Face à ce qu'il juge être un rapport de la CNDH « pas objectif », l'opposant Martin Fayulu (ECiDé) a réclamé ce samedi, lors du Space live organisé par Stanis Bujakera Tshiamala, l'ouverture d'une enquête internationale et indépendante sur les incidents du sit-in du 12 juin.
« Mais bien sûr, il faut une enquête internationale, une enquête indépendante », a-t-il déclaré, en réponse à une question du journaliste, qui évoquait l'éventualité d'une commission mixte associant la CNDH, la C64, la PNC et la société civile pour clarifier les cas encore contestés.

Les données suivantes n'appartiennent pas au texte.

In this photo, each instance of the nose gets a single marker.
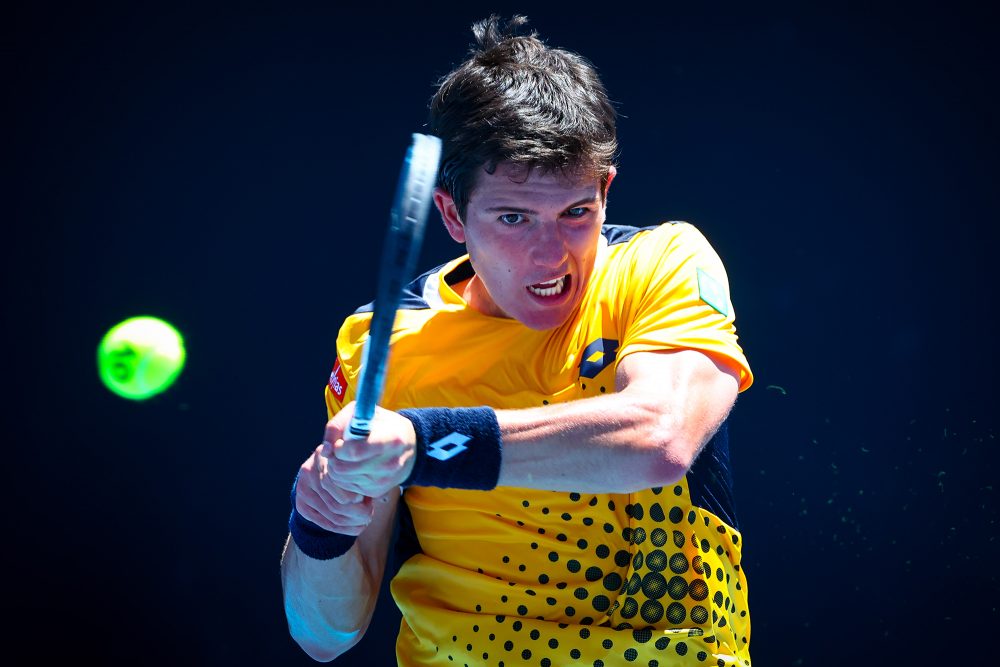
(549, 247)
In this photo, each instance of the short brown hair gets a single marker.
(518, 100)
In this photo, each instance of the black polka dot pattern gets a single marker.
(590, 579)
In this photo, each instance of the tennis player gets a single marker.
(551, 445)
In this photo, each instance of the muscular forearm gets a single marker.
(609, 444)
(646, 435)
(328, 603)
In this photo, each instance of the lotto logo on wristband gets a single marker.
(450, 445)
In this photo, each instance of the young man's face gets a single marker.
(532, 242)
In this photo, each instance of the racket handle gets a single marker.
(359, 428)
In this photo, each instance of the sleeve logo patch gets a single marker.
(338, 383)
(711, 292)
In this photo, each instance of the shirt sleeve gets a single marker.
(677, 297)
(341, 385)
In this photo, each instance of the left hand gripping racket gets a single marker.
(407, 221)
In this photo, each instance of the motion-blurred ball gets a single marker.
(140, 357)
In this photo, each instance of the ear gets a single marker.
(449, 214)
(612, 172)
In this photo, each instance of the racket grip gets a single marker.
(359, 429)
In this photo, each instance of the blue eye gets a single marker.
(511, 218)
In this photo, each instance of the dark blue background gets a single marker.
(230, 169)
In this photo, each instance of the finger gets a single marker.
(326, 513)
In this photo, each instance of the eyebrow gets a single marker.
(517, 209)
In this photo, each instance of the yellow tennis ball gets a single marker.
(140, 357)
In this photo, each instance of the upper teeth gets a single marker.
(550, 288)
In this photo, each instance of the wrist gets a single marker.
(457, 448)
(314, 541)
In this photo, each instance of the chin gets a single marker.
(545, 321)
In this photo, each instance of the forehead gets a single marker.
(517, 182)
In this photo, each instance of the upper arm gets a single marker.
(691, 392)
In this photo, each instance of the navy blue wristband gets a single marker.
(457, 448)
(314, 541)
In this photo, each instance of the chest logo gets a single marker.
(597, 356)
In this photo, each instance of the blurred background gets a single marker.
(230, 167)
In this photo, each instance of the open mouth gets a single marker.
(550, 288)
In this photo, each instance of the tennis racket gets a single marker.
(407, 221)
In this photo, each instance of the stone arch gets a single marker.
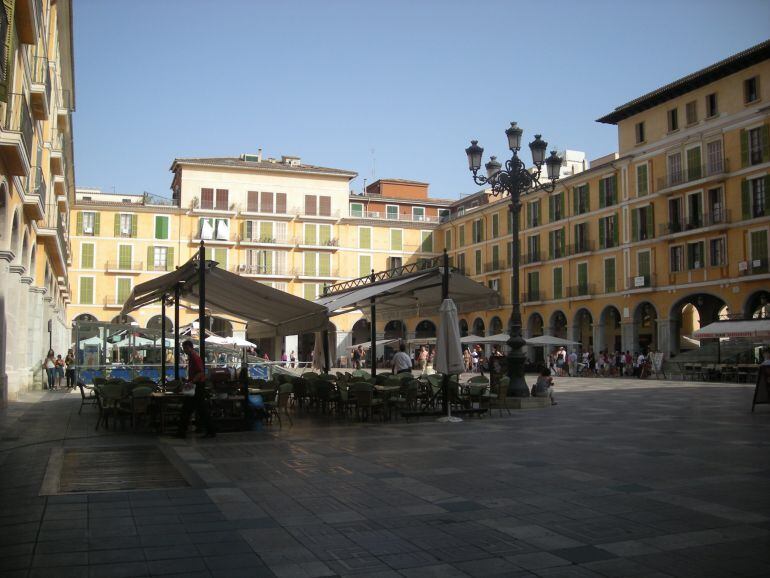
(610, 335)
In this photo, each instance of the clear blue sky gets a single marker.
(392, 87)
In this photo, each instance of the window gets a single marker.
(642, 181)
(580, 199)
(161, 227)
(691, 112)
(426, 241)
(86, 290)
(673, 120)
(639, 132)
(712, 108)
(608, 231)
(558, 286)
(717, 253)
(609, 275)
(676, 261)
(751, 89)
(397, 240)
(608, 188)
(364, 237)
(695, 255)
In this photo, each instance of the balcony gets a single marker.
(753, 267)
(16, 136)
(692, 174)
(35, 194)
(134, 267)
(40, 88)
(642, 281)
(584, 246)
(581, 290)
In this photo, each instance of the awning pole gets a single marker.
(163, 340)
(202, 303)
(176, 330)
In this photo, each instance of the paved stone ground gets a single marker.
(621, 478)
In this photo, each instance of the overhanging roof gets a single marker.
(271, 311)
(418, 294)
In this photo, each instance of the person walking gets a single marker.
(197, 402)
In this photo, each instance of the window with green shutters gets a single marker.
(558, 285)
(123, 289)
(161, 227)
(364, 237)
(87, 256)
(694, 171)
(426, 241)
(86, 290)
(397, 240)
(642, 185)
(364, 265)
(609, 275)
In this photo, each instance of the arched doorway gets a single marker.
(609, 322)
(584, 328)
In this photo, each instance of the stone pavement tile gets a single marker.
(537, 560)
(123, 570)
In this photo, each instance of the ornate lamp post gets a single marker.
(516, 180)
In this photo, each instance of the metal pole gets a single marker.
(202, 303)
(176, 330)
(163, 340)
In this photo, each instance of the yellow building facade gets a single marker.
(36, 187)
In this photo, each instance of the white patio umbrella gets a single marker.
(449, 354)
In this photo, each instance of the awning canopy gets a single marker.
(269, 311)
(417, 294)
(751, 328)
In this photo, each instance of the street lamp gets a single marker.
(516, 180)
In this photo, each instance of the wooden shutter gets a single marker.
(325, 206)
(222, 199)
(280, 203)
(266, 202)
(252, 201)
(207, 198)
(310, 204)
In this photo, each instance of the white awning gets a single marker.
(271, 311)
(751, 328)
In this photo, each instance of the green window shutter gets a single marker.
(744, 148)
(602, 240)
(745, 200)
(324, 264)
(397, 240)
(324, 234)
(364, 238)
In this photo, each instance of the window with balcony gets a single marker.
(717, 252)
(676, 258)
(695, 255)
(751, 90)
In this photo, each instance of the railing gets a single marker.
(36, 184)
(123, 266)
(581, 290)
(642, 281)
(694, 173)
(581, 247)
(19, 119)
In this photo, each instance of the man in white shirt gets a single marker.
(402, 363)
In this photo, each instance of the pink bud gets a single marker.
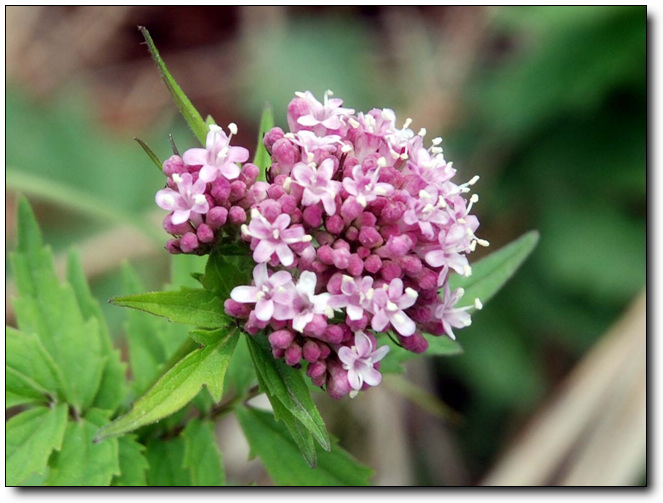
(333, 334)
(373, 264)
(293, 354)
(205, 233)
(390, 270)
(249, 173)
(334, 224)
(271, 137)
(189, 242)
(416, 343)
(355, 265)
(173, 246)
(370, 237)
(312, 216)
(281, 339)
(311, 351)
(220, 190)
(236, 309)
(174, 164)
(216, 217)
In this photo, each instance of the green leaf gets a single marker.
(153, 157)
(492, 272)
(286, 385)
(82, 462)
(189, 306)
(241, 373)
(30, 438)
(133, 464)
(144, 336)
(30, 371)
(201, 454)
(50, 310)
(113, 385)
(190, 114)
(272, 443)
(166, 460)
(261, 157)
(221, 276)
(205, 366)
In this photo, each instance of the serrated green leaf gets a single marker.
(81, 462)
(241, 373)
(287, 385)
(112, 388)
(221, 275)
(492, 272)
(272, 443)
(30, 370)
(166, 460)
(261, 157)
(153, 157)
(31, 436)
(190, 114)
(188, 306)
(205, 366)
(202, 456)
(50, 310)
(133, 464)
(147, 352)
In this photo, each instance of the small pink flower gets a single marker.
(365, 187)
(218, 157)
(388, 305)
(359, 361)
(274, 237)
(307, 304)
(328, 114)
(189, 198)
(317, 184)
(272, 295)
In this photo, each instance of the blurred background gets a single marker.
(547, 104)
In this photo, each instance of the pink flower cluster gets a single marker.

Martin Fayulu a justifié cette exigence par le sort de trois militants qu'il affirme avoir vu enlevés devant le siège de son parti, dont un seul corps aurait été retrouvé à ce jour. « La preuve est très simple : ils nous ont pris trois corps, trois personnes. Ce n'est pas à nous de citer les noms, ou à la CNDH de poser les questions. Allez poser la question à la police : où sont les deux corps ? », a-t-il lancé, refusant de fournir lui-même les identités réclamées par la CNDH.
Il a par ailleurs comparé cette affaire au dossier non résolu des « charniers de Maluku », qu'il a présenté comme un exemple d'enquête restée sans réponse malgré les années écoulées : « Depuis qu'on parle des charniers de Maluku, les gens qu'on a eus à l'époque... Nous avons toujours demandé que des enquêtes soient faites, avec tous les collègues, toutes les associations internationales des droits de l'homme. Cette page ne sera pas close. »

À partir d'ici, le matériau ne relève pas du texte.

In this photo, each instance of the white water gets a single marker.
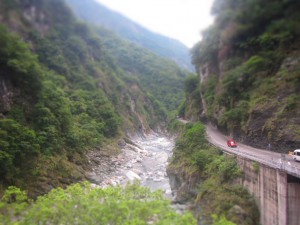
(145, 161)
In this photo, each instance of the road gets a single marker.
(273, 159)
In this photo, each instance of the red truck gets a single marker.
(231, 143)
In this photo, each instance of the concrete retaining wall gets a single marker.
(277, 198)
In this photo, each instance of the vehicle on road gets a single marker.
(231, 143)
(296, 155)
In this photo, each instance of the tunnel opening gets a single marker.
(292, 179)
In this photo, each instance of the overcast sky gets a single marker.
(179, 19)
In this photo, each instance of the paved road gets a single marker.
(273, 159)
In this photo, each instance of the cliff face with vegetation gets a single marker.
(63, 92)
(249, 72)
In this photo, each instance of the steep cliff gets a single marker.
(249, 72)
(62, 93)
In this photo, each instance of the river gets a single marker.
(145, 159)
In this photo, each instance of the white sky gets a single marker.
(179, 19)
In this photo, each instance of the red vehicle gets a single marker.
(231, 143)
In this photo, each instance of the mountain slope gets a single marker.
(249, 68)
(62, 94)
(97, 14)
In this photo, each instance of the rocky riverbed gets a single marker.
(144, 159)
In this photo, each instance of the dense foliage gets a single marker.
(64, 91)
(217, 193)
(83, 204)
(252, 55)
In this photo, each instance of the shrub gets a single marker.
(82, 204)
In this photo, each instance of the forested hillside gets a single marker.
(249, 69)
(97, 14)
(63, 93)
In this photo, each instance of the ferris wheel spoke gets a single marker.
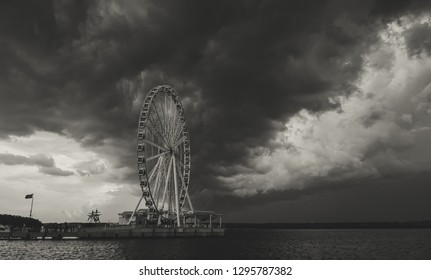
(156, 156)
(179, 127)
(160, 120)
(166, 183)
(161, 136)
(180, 175)
(157, 184)
(152, 172)
(181, 140)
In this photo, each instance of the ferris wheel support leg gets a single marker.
(136, 209)
(164, 191)
(176, 193)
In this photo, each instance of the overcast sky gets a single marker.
(298, 111)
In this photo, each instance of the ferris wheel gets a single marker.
(163, 154)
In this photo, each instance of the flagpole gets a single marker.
(31, 209)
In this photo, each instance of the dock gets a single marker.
(114, 232)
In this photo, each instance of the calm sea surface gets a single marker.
(238, 244)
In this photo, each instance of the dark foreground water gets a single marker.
(238, 244)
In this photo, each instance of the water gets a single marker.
(238, 244)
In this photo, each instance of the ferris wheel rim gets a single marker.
(167, 147)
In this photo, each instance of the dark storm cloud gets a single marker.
(256, 63)
(418, 39)
(45, 164)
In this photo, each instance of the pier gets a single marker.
(114, 232)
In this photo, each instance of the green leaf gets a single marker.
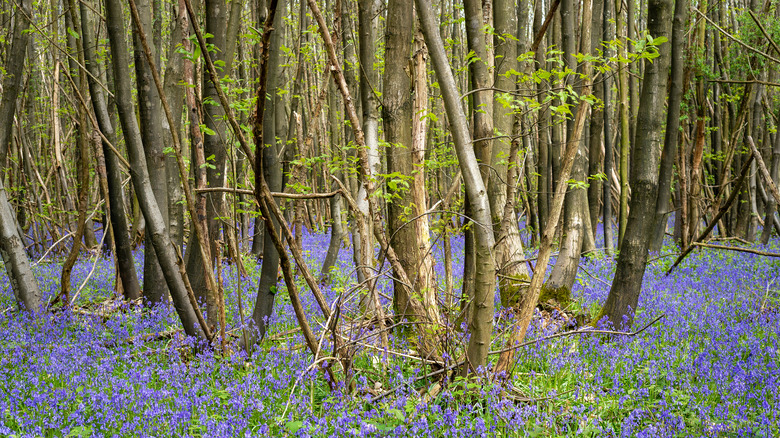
(658, 41)
(293, 426)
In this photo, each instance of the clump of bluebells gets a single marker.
(710, 367)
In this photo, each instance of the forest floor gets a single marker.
(709, 367)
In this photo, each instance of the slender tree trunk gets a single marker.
(595, 159)
(575, 204)
(482, 307)
(170, 262)
(672, 132)
(271, 168)
(369, 79)
(17, 265)
(122, 245)
(512, 271)
(625, 134)
(150, 121)
(397, 116)
(624, 293)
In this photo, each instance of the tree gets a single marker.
(17, 265)
(624, 293)
(170, 262)
(481, 307)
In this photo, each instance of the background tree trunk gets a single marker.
(624, 293)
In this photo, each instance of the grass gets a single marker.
(710, 367)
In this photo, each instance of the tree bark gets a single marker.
(271, 168)
(150, 121)
(482, 307)
(170, 262)
(624, 293)
(672, 132)
(513, 273)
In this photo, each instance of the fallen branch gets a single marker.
(723, 210)
(578, 332)
(737, 248)
(149, 337)
(284, 195)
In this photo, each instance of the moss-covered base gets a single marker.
(512, 288)
(557, 296)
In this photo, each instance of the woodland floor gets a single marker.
(709, 367)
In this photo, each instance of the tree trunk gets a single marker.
(672, 132)
(397, 116)
(625, 135)
(482, 307)
(17, 265)
(513, 273)
(116, 205)
(624, 293)
(173, 274)
(150, 121)
(272, 172)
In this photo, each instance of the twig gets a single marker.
(578, 332)
(737, 248)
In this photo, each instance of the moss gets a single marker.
(512, 288)
(559, 295)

L'opposant a également rejeté la crédibilité de la CNDH elle-même : « La CNDH, nous n'avons rien à voir avec elle. Elle n'est pas crédible », préférant réclamer des poursuites judiciaires directes contre les éléments de la « Force du Progrès » et des policiers qu'il accuse d'être impliqués dans les violences subies par plusieurs leaders de l'opposition, dont lui-même, Delly Sessanga, Ados Ndombasi et Jean-Marc Kabund.